Quanto alla scuola, “andava riaperta, non ci sono dubbi su questo. Ho sentito amici psicologi che sono preoccupati per una ricaduta psicologica negativa sui ragazzi, di diversa entità a seconda dell’età”, legata al lungo periodo lontani dai banchi. “Quindi, queste riaperture sono state decise in maniera razionale.
Sui test salivari rapidi per un ritorno sicuro in aula, mi pare ottimistico quel 95% di sensibilità che viene citato.
Solo uno di questi test mi pare sia arrivato a quel livello, ma abbiamo visto tanti esiti diversi per gli altri. Non sono convinto sul fare affidamento su questo tipo di controllo” spiega il virologo.

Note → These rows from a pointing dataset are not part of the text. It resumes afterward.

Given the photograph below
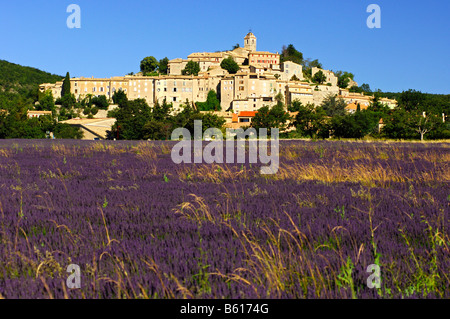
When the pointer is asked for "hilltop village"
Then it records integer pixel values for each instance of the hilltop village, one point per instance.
(260, 78)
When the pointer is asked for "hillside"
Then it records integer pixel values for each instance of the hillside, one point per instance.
(22, 76)
(19, 84)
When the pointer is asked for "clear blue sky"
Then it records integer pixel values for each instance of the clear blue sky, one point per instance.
(410, 51)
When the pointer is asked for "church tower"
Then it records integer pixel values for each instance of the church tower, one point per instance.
(250, 42)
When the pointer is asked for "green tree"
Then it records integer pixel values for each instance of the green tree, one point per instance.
(68, 101)
(192, 68)
(120, 98)
(289, 53)
(100, 101)
(311, 121)
(230, 65)
(66, 86)
(149, 65)
(130, 120)
(332, 105)
(66, 131)
(271, 117)
(212, 103)
(366, 88)
(412, 100)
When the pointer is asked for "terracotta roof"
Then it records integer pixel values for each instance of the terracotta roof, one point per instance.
(353, 106)
(263, 52)
(247, 114)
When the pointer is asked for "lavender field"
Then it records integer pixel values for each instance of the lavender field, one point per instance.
(140, 226)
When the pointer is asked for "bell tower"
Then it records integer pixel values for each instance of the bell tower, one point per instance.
(250, 42)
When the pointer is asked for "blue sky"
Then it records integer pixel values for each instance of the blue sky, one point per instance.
(410, 51)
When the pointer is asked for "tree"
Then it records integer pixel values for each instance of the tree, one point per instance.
(66, 86)
(271, 117)
(424, 123)
(289, 53)
(212, 103)
(68, 101)
(149, 64)
(344, 78)
(192, 68)
(366, 88)
(100, 101)
(411, 100)
(120, 98)
(356, 125)
(311, 121)
(131, 118)
(397, 125)
(333, 106)
(319, 77)
(66, 131)
(230, 65)
(46, 102)
(295, 106)
(163, 65)
(315, 64)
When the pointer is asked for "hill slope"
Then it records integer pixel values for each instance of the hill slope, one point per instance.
(19, 84)
(16, 75)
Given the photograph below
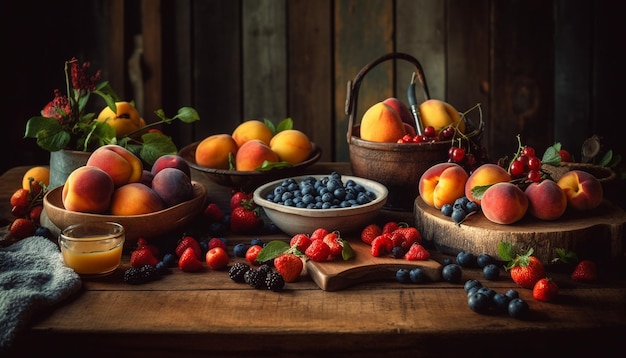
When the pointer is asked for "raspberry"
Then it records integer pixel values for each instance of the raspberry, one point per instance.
(238, 271)
(274, 281)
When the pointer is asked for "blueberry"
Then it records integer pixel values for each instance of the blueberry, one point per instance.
(403, 275)
(484, 259)
(472, 283)
(518, 308)
(452, 273)
(479, 303)
(491, 272)
(465, 259)
(240, 249)
(501, 302)
(417, 275)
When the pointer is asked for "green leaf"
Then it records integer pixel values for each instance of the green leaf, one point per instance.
(271, 250)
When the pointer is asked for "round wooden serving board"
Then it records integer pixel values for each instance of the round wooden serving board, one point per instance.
(596, 234)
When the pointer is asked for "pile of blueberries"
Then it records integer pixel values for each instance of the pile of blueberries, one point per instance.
(328, 192)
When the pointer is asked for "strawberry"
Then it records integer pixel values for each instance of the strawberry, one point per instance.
(381, 245)
(300, 242)
(244, 218)
(545, 290)
(289, 266)
(237, 199)
(585, 271)
(189, 241)
(189, 262)
(390, 226)
(417, 252)
(526, 270)
(318, 251)
(213, 213)
(332, 240)
(142, 256)
(21, 228)
(319, 234)
(370, 232)
(410, 236)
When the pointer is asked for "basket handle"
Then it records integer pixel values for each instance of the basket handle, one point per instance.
(354, 85)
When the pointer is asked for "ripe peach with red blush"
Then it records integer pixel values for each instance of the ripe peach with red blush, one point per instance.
(442, 184)
(546, 200)
(504, 203)
(583, 190)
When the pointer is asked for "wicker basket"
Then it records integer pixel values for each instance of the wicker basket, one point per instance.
(397, 166)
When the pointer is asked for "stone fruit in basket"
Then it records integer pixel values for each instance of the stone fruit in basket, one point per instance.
(583, 190)
(252, 154)
(88, 189)
(547, 201)
(440, 114)
(214, 151)
(381, 123)
(442, 184)
(121, 164)
(504, 203)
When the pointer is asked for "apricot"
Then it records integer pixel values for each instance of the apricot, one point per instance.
(213, 151)
(124, 120)
(121, 164)
(546, 200)
(485, 174)
(583, 190)
(442, 184)
(252, 154)
(88, 189)
(135, 199)
(291, 145)
(440, 114)
(170, 161)
(173, 186)
(252, 129)
(504, 203)
(381, 123)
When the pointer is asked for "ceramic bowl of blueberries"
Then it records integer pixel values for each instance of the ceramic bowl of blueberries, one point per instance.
(301, 204)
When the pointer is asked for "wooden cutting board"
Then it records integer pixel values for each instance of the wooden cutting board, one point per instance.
(597, 234)
(340, 274)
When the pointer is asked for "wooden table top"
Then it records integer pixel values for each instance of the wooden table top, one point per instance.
(194, 313)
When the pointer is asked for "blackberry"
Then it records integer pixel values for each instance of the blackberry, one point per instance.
(237, 272)
(274, 281)
(254, 278)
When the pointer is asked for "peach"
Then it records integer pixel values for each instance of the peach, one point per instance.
(88, 189)
(546, 200)
(291, 145)
(170, 161)
(504, 203)
(381, 123)
(252, 129)
(402, 109)
(121, 164)
(440, 114)
(214, 151)
(484, 175)
(442, 184)
(135, 199)
(583, 190)
(252, 154)
(124, 120)
(173, 186)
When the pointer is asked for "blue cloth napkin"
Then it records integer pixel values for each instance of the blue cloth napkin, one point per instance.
(33, 279)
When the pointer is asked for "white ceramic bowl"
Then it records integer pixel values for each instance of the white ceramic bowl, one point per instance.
(292, 220)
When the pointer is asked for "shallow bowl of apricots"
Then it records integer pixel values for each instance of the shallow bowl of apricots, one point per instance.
(292, 218)
(149, 225)
(247, 180)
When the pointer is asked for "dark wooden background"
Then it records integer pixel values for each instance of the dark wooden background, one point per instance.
(547, 70)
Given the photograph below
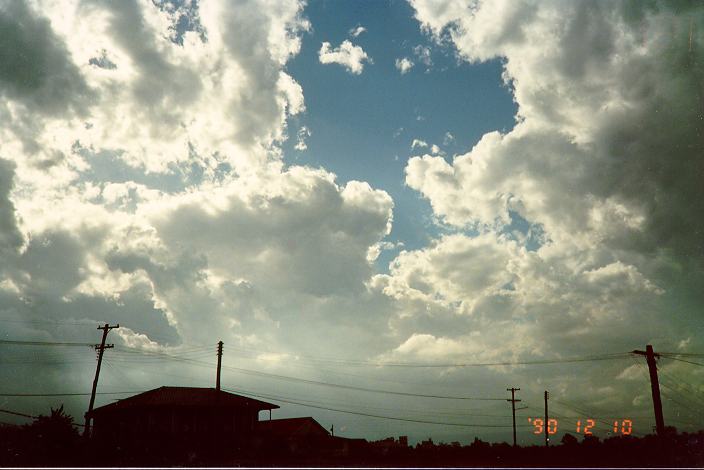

“A mia informazione, il test antigenico salivare non ha ancora dato grandi evidenze di sensibilità – ha detto Clementi – Quindi io, al momento, farei quel che si è sempre fatto in passato: monitorare se ci sono casi usando i test molecolari”, i tamponi classici, “quando servono, con interventi mirati e non così a tappeto.
E tracciare i contagi, identificare gli infetti, isolare e mettere in quarantena quando serve. Poi c’è il grosso nodo dei trasporti e, sinceramente, non so se su questo si sia fatto qualcosa”.
La riapertura della scuola, però, “serviva per il ritorno alla vita normale dei ragazzi. Il modello ideale, se non c’è un problema grave a livello di pandemia, è ovviamente quello di una scuola aperta sempre.
Ma – ha ammesso Clementi – non si poteva fare diversamente” in Italia quando si è scelto di chiudere le aule.
“Anche la Francia a un certo punto ha dovuto chiudere. Ci sono stati anche altrove atteggiamenti altalenanti. È inevitabile. Purtroppo in pandemia molte acquisizioni di conoscenza vengono fatte in corso d’opera. Noi dovevamo imparare mentre affrontavamo i problemi”.